A light flashed orange on the console and soft beeping filled the room. Harque murmured, "Five seconds."

The gap in the center of the hole suddenly expanded like a throat, vomiting out a figure in an impact suit that shone a burnished gold. The suit shot half the length of the room before landing chest first on the floor and skidding to a stop.

Harque leapt back to the console and spun some dials. The iris blinked shut soundlessly. "Pressurizing now," Harque said in a loud voice that clearly wanted someone to pay attention. But the captain was too busy posing: hands on her hips, and feet spread wider than I, for one, would find natural.

The figure on the floor rolled onto his back and went into a convulsion. His legs shook with quick little kicks and his hands clapped together again and again. "Oh shit, he's hurt," Prope said, breaking her stance and pressing her nose against the window. "Harque, buzz the infirmary and tell them to get their asses here on the double. Fast and quiet — the rest of the crew isn't supposed to know about this." She closed her eyes and whispered, "Don't die on my ship!"

As air rushed into the transport bay, the sound of metal clapping on metal became audible over the speakers monitoring the area. Ringing above the clapping was a tinny cry. At first it sounded like screeching, but then it solidified into something like "Wheeeeeee!"

I looked at Yarrun. He looked back, eyebrows slightly raised.

Down in the transport bay, the admiral scrambled to his feet and tossed off the helmet of his impact suit. He turned to the four of us standing at the window and shouted, "See? Like Jonah and the whale." He pointed to himself. "I'm Jonah." He pointed to the Mouth. "That's the whale. A sperm whale. Jonah comes out of the whale. See?" He hugged himself with a clang of metal gloves against the suit's chestplate.

Prope stared blankly at the wild old man. Harque, at her side, whispered, "Should I cancel the call for the medical team?"

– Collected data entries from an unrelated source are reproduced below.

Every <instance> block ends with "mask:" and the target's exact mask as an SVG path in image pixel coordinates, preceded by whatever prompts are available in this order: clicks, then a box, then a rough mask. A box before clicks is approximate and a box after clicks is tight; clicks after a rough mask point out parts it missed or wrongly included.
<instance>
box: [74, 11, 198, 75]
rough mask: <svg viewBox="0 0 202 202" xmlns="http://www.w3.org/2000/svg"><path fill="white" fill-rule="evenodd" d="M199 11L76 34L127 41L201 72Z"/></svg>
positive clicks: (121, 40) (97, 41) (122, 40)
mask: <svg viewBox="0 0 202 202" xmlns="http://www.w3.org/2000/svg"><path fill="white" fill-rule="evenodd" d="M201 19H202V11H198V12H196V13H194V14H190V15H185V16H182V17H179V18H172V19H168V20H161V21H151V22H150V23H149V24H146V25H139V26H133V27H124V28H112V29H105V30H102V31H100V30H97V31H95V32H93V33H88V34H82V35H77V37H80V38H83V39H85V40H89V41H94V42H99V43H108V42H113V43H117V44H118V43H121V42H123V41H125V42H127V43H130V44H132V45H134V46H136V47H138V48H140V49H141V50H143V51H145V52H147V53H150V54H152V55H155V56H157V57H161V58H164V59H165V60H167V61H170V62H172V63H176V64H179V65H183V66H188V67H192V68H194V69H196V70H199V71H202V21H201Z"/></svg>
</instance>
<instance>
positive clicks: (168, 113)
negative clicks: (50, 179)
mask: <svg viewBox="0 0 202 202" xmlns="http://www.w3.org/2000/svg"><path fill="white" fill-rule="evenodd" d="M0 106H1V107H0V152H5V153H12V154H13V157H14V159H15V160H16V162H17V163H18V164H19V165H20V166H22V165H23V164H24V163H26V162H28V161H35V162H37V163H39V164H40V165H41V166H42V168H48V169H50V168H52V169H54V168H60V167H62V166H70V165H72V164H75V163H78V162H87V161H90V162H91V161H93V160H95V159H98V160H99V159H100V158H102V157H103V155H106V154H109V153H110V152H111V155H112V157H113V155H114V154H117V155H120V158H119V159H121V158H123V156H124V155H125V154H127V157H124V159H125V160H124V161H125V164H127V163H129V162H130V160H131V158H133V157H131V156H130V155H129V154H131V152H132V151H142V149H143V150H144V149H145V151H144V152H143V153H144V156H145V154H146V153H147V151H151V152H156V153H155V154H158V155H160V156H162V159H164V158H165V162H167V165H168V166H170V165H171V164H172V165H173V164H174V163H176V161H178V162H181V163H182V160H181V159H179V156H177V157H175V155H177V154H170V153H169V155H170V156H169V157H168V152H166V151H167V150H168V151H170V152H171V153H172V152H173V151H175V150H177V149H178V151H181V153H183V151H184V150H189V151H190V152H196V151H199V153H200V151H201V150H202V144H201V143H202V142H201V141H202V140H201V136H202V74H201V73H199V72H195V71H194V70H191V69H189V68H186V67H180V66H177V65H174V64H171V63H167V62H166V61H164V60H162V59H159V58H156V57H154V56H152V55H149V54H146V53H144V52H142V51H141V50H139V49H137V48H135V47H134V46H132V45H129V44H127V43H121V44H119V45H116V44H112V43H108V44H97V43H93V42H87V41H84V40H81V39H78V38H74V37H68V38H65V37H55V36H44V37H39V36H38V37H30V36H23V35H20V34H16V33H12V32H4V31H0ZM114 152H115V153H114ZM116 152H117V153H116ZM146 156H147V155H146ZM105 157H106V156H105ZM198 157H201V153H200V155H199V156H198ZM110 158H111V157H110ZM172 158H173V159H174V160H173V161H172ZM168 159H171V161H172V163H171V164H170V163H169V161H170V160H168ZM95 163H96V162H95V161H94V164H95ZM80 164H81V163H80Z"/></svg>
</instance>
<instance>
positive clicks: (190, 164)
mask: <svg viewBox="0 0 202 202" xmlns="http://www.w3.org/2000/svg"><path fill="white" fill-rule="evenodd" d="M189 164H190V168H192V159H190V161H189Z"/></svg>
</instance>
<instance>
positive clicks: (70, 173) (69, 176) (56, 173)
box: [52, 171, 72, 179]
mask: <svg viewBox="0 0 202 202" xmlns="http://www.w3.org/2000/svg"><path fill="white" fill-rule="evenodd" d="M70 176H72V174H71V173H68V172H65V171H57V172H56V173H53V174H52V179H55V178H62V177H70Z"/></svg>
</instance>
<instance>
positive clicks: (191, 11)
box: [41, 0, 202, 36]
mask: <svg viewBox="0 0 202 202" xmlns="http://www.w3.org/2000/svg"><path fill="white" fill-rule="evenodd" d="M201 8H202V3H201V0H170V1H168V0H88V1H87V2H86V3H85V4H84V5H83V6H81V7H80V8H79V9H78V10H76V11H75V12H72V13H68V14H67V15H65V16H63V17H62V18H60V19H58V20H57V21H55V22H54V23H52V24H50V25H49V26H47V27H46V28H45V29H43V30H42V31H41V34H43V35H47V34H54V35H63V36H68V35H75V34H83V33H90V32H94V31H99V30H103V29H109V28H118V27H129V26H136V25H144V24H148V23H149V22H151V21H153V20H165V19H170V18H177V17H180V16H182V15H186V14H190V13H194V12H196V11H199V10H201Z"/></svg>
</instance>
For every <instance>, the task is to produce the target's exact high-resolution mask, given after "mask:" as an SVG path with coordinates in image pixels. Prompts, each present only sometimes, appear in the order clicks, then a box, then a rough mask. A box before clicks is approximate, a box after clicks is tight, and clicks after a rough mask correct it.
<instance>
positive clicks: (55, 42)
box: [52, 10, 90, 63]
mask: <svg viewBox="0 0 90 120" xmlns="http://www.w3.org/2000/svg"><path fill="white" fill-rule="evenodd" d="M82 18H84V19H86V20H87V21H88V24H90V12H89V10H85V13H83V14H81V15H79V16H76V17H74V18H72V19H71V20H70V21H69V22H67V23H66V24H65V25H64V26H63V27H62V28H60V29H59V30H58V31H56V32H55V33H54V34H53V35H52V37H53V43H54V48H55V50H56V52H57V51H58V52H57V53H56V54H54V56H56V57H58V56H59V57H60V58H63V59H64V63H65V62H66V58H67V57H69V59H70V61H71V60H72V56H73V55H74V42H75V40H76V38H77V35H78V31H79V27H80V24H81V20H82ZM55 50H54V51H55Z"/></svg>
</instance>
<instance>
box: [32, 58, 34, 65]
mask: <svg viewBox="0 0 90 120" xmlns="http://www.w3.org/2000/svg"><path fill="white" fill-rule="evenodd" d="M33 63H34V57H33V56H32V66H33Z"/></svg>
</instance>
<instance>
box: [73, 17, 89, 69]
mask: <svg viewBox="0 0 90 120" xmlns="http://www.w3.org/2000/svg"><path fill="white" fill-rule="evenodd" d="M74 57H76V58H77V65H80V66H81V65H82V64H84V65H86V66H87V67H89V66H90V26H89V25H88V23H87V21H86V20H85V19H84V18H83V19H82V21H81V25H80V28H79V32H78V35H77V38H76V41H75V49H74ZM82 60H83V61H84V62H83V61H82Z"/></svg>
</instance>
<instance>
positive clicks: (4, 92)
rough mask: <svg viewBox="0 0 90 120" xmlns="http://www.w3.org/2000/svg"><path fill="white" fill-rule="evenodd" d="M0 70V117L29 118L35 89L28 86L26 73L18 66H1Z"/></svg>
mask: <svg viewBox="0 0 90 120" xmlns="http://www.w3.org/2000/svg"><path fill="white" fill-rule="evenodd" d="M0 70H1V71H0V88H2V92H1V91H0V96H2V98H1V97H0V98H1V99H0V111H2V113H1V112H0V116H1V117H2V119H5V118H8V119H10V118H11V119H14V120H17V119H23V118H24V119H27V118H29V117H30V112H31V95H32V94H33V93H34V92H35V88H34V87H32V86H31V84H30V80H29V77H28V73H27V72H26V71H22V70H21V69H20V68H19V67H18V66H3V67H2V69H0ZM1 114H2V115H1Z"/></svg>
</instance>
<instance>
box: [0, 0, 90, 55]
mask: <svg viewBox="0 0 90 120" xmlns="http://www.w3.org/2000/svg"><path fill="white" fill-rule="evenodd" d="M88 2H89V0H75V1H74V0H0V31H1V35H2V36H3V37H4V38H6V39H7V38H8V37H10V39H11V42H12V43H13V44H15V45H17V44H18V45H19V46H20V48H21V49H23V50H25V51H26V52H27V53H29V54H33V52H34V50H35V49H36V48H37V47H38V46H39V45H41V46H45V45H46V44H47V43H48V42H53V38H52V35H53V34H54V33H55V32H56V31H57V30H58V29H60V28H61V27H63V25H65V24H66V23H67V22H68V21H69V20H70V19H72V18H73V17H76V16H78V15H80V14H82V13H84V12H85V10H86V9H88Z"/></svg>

"Not on your life," she answered.

My Second Admiral

Harque turned a dial and the observation deck began to descend, lowering itself to match levels with the transport bay. As we sank, doors within doors were revealed in the plastic separating us from the bay: a large door that could be opened to receive huge, heavy equipment; a medium door, just the lower half of the largest one, but still big enough to let robot cargo-haulers pass through; and a baby door, set into the medium one, just right for humans.

Prope was obviously reluctant to open any of those doors until the medical team arrived. With her heroic stance abandoned, she shifted her weight back and forth from one foot to the other, probably wondering how to preserve her dignity while dealing with a madman. On the other side of the door, Admiral Chee had begun clinking the metal of his pressure suit with his finger, idly checking which surfaces made which tones. He may have been trying to tink out a song, but I didn't recognize the tune.